Preliminary Expectations We anticipate that, by the end of a game of BattleGraphs, players will have a better understanding of graph (sub)structures, such as cliques (a complete subgraph within a larger graph), clusters (a set of highly interconnected nodes in a graph), bridges (nodes that connect to otherwise disconnected subgraphs), or hubs (highly connected nodes). Through interactive physical construction, we expect participants to actively manipulate these structures. We expect this process to lead to an improved comprehension of network structures compared to passively observing them on virtual screens.
The game mechanics encourage problem-solving under constrained conditions, requiring players to analyze graph connectivity while applying strategic decisions in real-time. Depending on the set of (correctly answered) questions asked, players might also develop an understanding of more abstract descriptive graph metrics, such as a graph’s density, diameter, or average degree.

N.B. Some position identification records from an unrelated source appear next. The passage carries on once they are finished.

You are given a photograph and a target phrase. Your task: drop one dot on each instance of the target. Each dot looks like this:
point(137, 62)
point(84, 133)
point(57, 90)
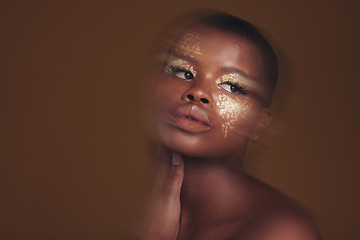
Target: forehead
point(206, 45)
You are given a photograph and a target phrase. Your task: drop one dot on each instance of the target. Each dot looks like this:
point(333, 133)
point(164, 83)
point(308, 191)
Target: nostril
point(204, 100)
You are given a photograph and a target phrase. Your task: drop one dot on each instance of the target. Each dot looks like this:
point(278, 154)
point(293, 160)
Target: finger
point(176, 176)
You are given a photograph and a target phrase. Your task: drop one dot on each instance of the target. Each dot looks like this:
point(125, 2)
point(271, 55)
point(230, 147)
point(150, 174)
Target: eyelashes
point(234, 88)
point(181, 72)
point(228, 82)
point(181, 69)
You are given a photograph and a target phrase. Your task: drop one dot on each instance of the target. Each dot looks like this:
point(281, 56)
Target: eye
point(183, 74)
point(234, 88)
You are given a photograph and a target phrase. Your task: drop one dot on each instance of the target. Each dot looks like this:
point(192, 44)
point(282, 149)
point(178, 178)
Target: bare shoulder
point(290, 227)
point(279, 217)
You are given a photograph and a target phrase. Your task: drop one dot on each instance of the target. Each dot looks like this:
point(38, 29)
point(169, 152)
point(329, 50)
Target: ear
point(263, 121)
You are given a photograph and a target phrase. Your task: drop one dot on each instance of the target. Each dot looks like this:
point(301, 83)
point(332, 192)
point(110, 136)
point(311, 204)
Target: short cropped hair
point(230, 24)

Furthermore, engagement indicators, such as captivation, discovery, and challenge measured via the VisEngage questionnaire are expected to correlate with effective learning outcomes. Observing how players approach network construction provides valuable insights into the cognitive benefits of actively interacting with tangible objects and being part of the construction and creation process. BattleGraphs will also explore emerging strategies in graph construction, identifying key approaches in layout design, optimal edge placement, and adaptive problem-solving that are still ongoing problems within the broader field of network visualization. Preliminary findings will contribute to research on interactive visualization literacy and network physicalization, establishing a method for engagement-driven learning in network visualization.
Acknowledgements
This work was funded by the Austrian Science Fund (FWF) projects ArtVis [10.55776/P35767] SANE [10.55776/I6635], [ESP 513-N], Vis4Schools [10.55776/I5622] (in cooperation with the Czech Science Foundation [No. 22-06357L]). The financial support by the Austrian Federal Ministry of Labour and Economy, the National Foundation for Research, Technology and Development and the Christian Doppler Research Association is gratefully acknowledged. The authors acknowledge TU Wien Bibliothek for financial support through its Open Access Funding Programme.